Mais le public local qui s’est mêlé aux supporters venus en nombre dans les gradins a découvert à la fois un sport, mais surtout un écrin. Méditons en choeur sur les paroles de ce bénévole castelroussin : «Espérons que les Indriens viendront maintenant plus souvent au CNTS. L’année prochaine il y a des championnats de France et des championnats d’Europe. Il y aura autant de spectacle et c’est entièrement gratuit !»
Relations aigre-douces
De Châteauroux ville olympique, on retiendra aussi que les élus locaux ont tenu leur rang dans une autre compétition, inattendue celle-là et surtout restée dans l’ombre : le bras de fer quasi quotidien avec le comité d’organisation des Jeux pour éviter de passer pour des plantes décoratives dans le champ protocolaire.

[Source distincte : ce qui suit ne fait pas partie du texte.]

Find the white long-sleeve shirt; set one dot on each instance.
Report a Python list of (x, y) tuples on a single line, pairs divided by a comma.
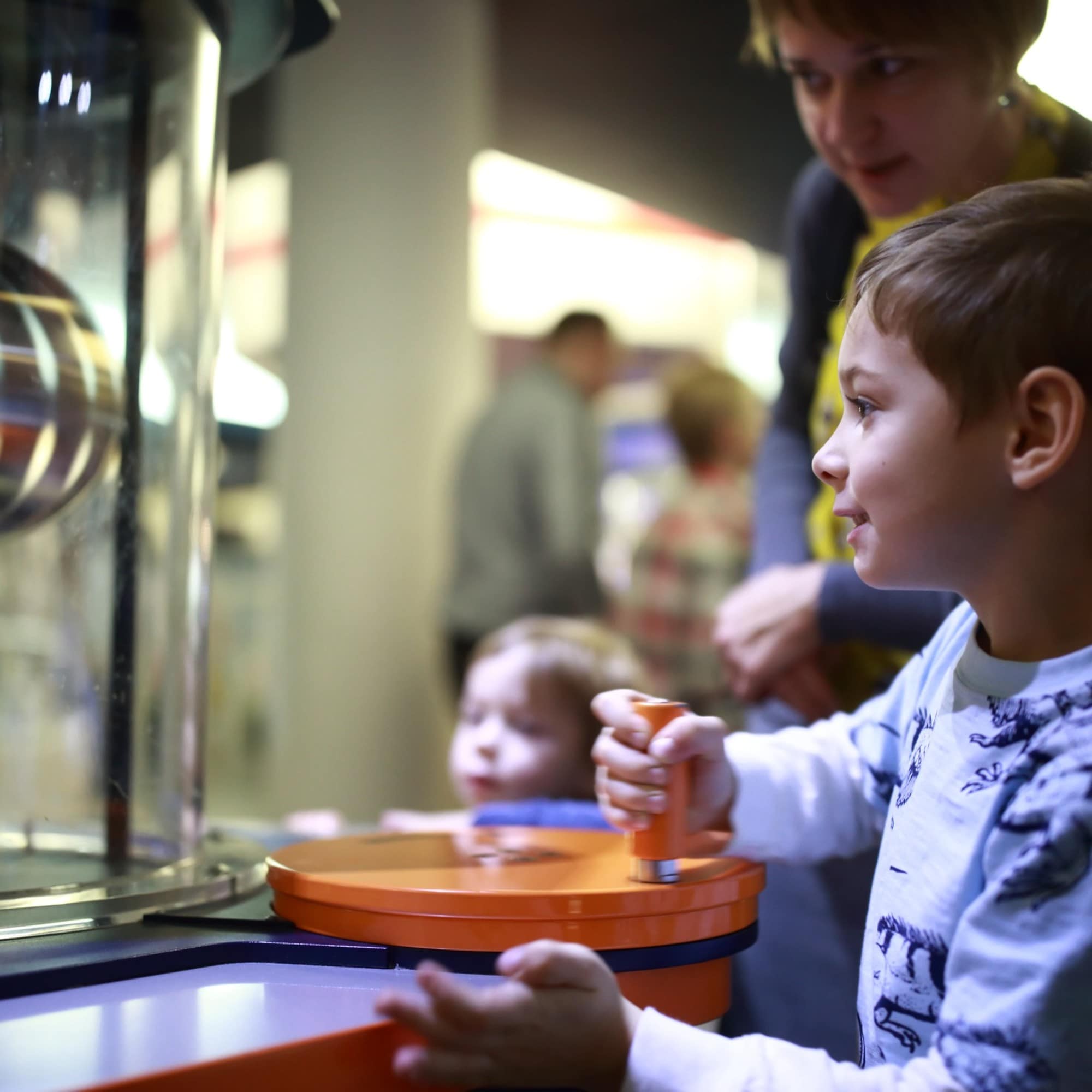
[(977, 970)]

Plusieurs témoignages abondent en ce sens : les relations entre les collectivités locales et Paris 2024 ont été aigre-douces, nécessitant de nombreuses mises au point à l’occasion des visites de Thomas Bach, président du Comité International Olympique, ou de Peter Pellegrini, nouveau président de Slovaquie venu soutenir ses tireurs. En revanche, ce lundi matin, les agendas des élus du cru mentionnaient la venue de Tony Estanguet et personne ne manquait à l’appel.
Vu de la Capitale, la chose prêtera à sourire et certains feront sans doute preuve encore longtemps de condescendance vis-à-vis d’un bout de territoire rural devenu hôte olympique. Mais ils auront compris que le Berrichon aime à recevoir et ouvrir grand sa porte à condition que son invité pense à s’essuyer les pieds sur le paillasson avant d’entrer.